All you need to know about owning an electric scooter or unicycle in Singapore

Whether Personal Electric Vehicles are legal, where you can ride them, and more

More and more people in Singapore are using their electric scooters and even unicycles - also known as Personal Electric Vehicles (PEVs) - to get around right now, and that trend looks set to continue.

It’s no surprise either, given many models can travel at 25km/h for up to 35km on a single 2-hour charge. That’s enough to get you to and from work in some cases, and there’s plenty of time to top up the battery in between. What’s more, they’re portable enough to bring onto public transport should you have a long commute, and are eco-friendly too.

With that in mind, we set out to answer many lingering questions surrounding PEVs, and figured the best way to do that would be to ask Andreas Dale, Marketing Manager of Falcon PEV, who already answers these questions every day as part of his job selling them. Yes, that’s him in the main picture, not a male model.

Additional text by Elissa Loi

Is it legal?

That’s one of the first questions many people asked us during testing. Contrary to popular belief, it’s indeed regulated by the LTA, and they have rules surrounding it. Many, in fact. But the general rule is to err on the side of caution, which most Singaporeans should be familiar with.

But did you know you have to equip your PEV with a white light in front and a red one at the back? And if you can't, you will have to wear a luminous vest or make yourself visible during the night. What PEV owners might not realise also is that pedestrians have the right of way on pedestrian crossings and in areas of high people traffic, you might even have to dismount and push your PEV across.
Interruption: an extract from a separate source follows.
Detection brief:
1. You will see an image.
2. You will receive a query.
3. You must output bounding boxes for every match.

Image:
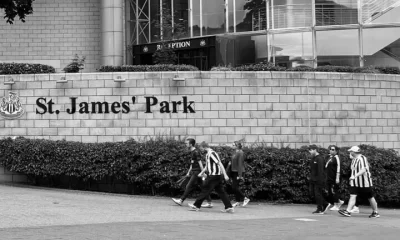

That might lend some legitimacy to the case of the e-scooter rider getting his PEV towed because he didn't dismount at the pedestrian crossing. 

Where are they allowed?

Hate to break this to you, but PEVs aren't allowed on roads no matter what speed they're going at. According to LTA, they're allowed on footpaths at the top speed of 15kph or cycling paths at 25kph. Obviously, there aren't any speed cameras installed on the pedestrian paths (yet) so it's up to your own civic-mindedness to keep to the speed limits.

Only bicycles and electric bicycles are allowed on the roads. Which means that guy riding his PEV along Upper Aljunied Road was clearly breaking the law.  

Should you buy an affordable China-made PEV, or one from an established brand?

As with all electronics, you get what you pay for. While there are many models of China-made PEVs that go for half the price, you also get approximately half of everything else. That means it might not be as well designed, have lower range, or not be as reliable.

Dale adds: “It boils down to quality assurance, which we feel is key given you have your entire self on it, travelling at a good 25km/h - 30km/h. The last thing you want is for something to happen to the structure, which can cause the user to be hurt. The brands we carry at Falcon PEV have a high standard of quality control checks recognised by international standards. An example will be the Israeli INOKIM / MYWAY eScooter which took the designer 4 years to develop.

An electric scooter is like a motorcycle – it runs on a motor, so a certain level of reliability has to be considered. Hence, there’s also a need for some maintenance, which a known brand will have the parts to support through an officially appointed distributor”.

Do you need to wear safety gear while riding a PEV?

25km/h might not sound like much, but it’s actually fast enough to cause injury should an accident occur. Even though it’s not a legal requirement at the monent, Dale recommends that “all riders of PEVs should put on the necessary safety gear such as helmets – an essential – wear proper footwear, and have proper safety lighting to make themselves visible. Of course, not forgetting the bell as well”.